Tom Hanks in A Hologram for the King (2016)
The fish-out-of-water concept in A Hologram for the King is in contrast to the underlying tragic parts of Alan Clay’s psyche. The feelings of lightness and darkness are at odds throughout the film: in the jovial fantasy scene which begins the film sets a jovial tone; Alan may be in a dark place, but the powerful beams of desert sunlight illuminate his shadowy disposition. In his new situation, Alan is finally forced to face himself on a deeper level. Tykwer told me, “He is in a different situation and culture; through this [displacement], he learns how stuck he is. He has been wearing this mask for ages and if he doesn’t let go of the mask, he won’t have any future. That is what he has to confront.” As he speaks with Zahra (Sarita Choudhury) for the first time, Alan alludes to the immense pressure, reduced energy and lack of excitement he has been experiencing. Later he recounts to his daughter via email an increased tenaciousness for life, a zeal that animates his body and soul due to his relationship with Zahra.

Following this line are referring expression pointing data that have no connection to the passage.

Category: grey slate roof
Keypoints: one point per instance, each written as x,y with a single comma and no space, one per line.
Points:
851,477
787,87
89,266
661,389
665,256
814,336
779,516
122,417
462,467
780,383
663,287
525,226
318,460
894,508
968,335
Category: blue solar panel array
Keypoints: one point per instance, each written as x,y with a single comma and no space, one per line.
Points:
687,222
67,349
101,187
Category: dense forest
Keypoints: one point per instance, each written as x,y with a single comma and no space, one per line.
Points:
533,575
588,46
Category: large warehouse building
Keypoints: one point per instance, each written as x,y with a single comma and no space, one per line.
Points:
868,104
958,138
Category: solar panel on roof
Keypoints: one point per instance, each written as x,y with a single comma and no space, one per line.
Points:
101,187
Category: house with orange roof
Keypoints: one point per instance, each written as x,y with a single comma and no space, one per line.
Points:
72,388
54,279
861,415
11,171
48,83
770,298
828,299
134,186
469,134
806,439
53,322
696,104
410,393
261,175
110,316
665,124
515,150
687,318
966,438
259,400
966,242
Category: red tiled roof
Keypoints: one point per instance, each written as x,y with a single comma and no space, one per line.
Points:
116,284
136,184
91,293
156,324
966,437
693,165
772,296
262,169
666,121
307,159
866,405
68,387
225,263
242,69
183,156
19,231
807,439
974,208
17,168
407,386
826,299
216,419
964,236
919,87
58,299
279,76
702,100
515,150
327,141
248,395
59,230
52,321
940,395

I asked Tykwer about the relationship between Zahra and Alan and its rapid progression over the course of an afternoon. He replied, “Alan sees [Zahra] and is able to trust her immediately. He finds himself speaking about himself in a more private way, which he hasn’t experienced in ages. [This] is something that happens with someone that you really trust and you didn’t expect to. You know it before you even know the person; you just start talking and you don’t know why. It’s like, ‘Why am I trusting you?’ but it’s very nice. I think it’s a pheromone thing. We separate ourselves from the rules of society and the rules of economy and rules of religion that identify us as separate. Suddenly that doesn’t mean anything because you meet someone and you feel connected.”

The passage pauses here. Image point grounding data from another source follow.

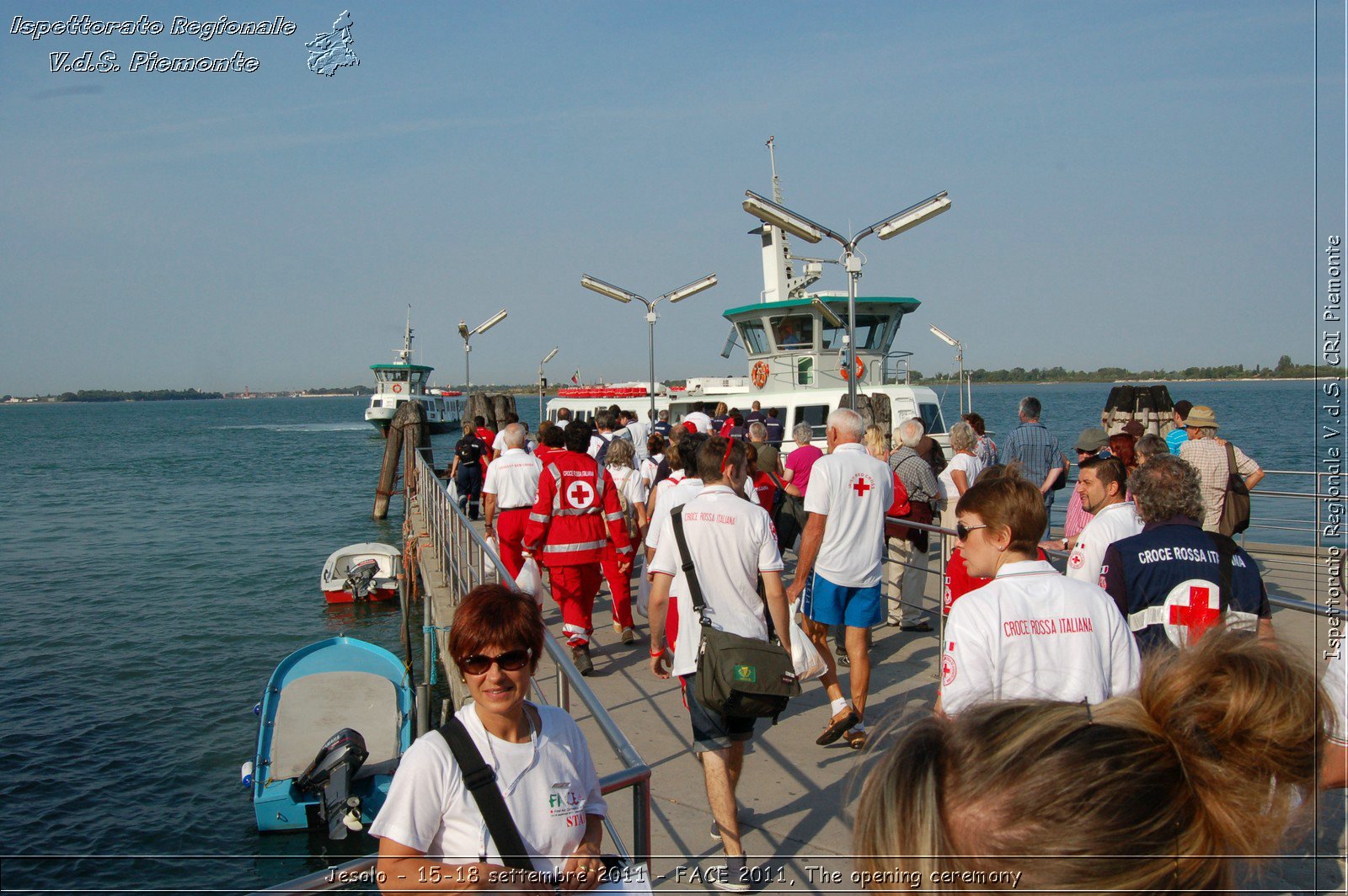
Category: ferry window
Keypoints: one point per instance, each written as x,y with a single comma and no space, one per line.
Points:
816,415
932,418
805,372
754,337
874,333
793,332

Tom Hanks and Sarita Choudhury in A Hologram for the King (2016)
Another major theme that traces its way throughout the movie is outsourcing. By moving abroad — an interesting move for a character who previously regretted the outsourcing of his workers — Alan is able to start a new life that is more rewarding than his old one, which was full of self-doubt, strife and economic problems.
Alan must distance himself from his embedded formula for what he looks for in a relationship. At the same time, he must get out of his own comfort zone, physically and emotionally. In the film’s aforementioned fantasy scene, Tykwer opens the film with Alan quoting “Once In A Lifetime,” the Talking Heads’ bitter assessment of the American Dream: “And you may find yourself in a beautiful house, with a beautiful wife. And you may ask yourself: Well… How did I get here?” Tykwer explains the relationship between Zahra and Alan by saying that Alan “is suddenly struck by this thing he is not looking for, a woman who doesn’t objectively seem to fit into any pattern of his zone of trained connection spaces. The only way out of his trouble is through ways outside of what his society has trained him to think.”

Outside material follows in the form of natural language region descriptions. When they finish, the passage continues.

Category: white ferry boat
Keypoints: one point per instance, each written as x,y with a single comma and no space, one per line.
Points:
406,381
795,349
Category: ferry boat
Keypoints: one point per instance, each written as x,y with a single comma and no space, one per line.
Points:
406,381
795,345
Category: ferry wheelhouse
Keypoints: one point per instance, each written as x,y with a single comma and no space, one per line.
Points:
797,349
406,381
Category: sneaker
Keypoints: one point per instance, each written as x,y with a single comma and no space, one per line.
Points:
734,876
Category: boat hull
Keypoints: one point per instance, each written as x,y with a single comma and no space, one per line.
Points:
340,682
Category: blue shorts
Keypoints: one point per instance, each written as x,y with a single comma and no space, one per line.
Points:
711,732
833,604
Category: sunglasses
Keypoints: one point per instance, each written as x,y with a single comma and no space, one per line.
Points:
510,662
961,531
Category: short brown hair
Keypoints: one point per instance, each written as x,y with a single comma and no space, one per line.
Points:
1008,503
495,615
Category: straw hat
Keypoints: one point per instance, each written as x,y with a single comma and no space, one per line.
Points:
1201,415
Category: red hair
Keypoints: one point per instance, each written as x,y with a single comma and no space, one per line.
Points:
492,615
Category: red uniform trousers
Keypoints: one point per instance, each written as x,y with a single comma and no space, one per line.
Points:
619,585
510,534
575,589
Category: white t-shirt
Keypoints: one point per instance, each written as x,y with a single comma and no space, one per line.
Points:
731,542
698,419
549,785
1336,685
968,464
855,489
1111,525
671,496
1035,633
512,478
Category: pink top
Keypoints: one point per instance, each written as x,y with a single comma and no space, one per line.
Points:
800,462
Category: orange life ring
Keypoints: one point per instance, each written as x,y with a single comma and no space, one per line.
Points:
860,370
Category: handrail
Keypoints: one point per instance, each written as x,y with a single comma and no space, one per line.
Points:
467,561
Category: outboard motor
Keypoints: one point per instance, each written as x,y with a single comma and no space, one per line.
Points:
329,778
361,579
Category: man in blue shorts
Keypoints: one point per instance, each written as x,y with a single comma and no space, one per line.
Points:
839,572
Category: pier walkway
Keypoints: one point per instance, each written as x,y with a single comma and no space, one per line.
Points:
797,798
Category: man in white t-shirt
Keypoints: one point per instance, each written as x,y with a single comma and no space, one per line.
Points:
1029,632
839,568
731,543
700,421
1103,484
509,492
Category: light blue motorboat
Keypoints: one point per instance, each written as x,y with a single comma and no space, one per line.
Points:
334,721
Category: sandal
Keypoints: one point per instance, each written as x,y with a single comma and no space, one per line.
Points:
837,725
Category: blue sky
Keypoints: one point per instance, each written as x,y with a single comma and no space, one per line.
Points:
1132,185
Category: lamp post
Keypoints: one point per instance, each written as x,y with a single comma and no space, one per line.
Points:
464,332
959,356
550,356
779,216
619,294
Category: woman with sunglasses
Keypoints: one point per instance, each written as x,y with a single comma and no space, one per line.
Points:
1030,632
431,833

At the end of the film, Alan takes a new job in Saudi Arabia — after having accomplished the off-screen acquirement of a work visa — to support his daughter and himself. We see that Alan has learned to repeat the same tendency of exportation, which progresses from exporting the labor of his company to exporting his personal opportunity to grow. Once Alan leaves his old, superficial life behind, he can embrace a more open, personally fulfilling lifestyle.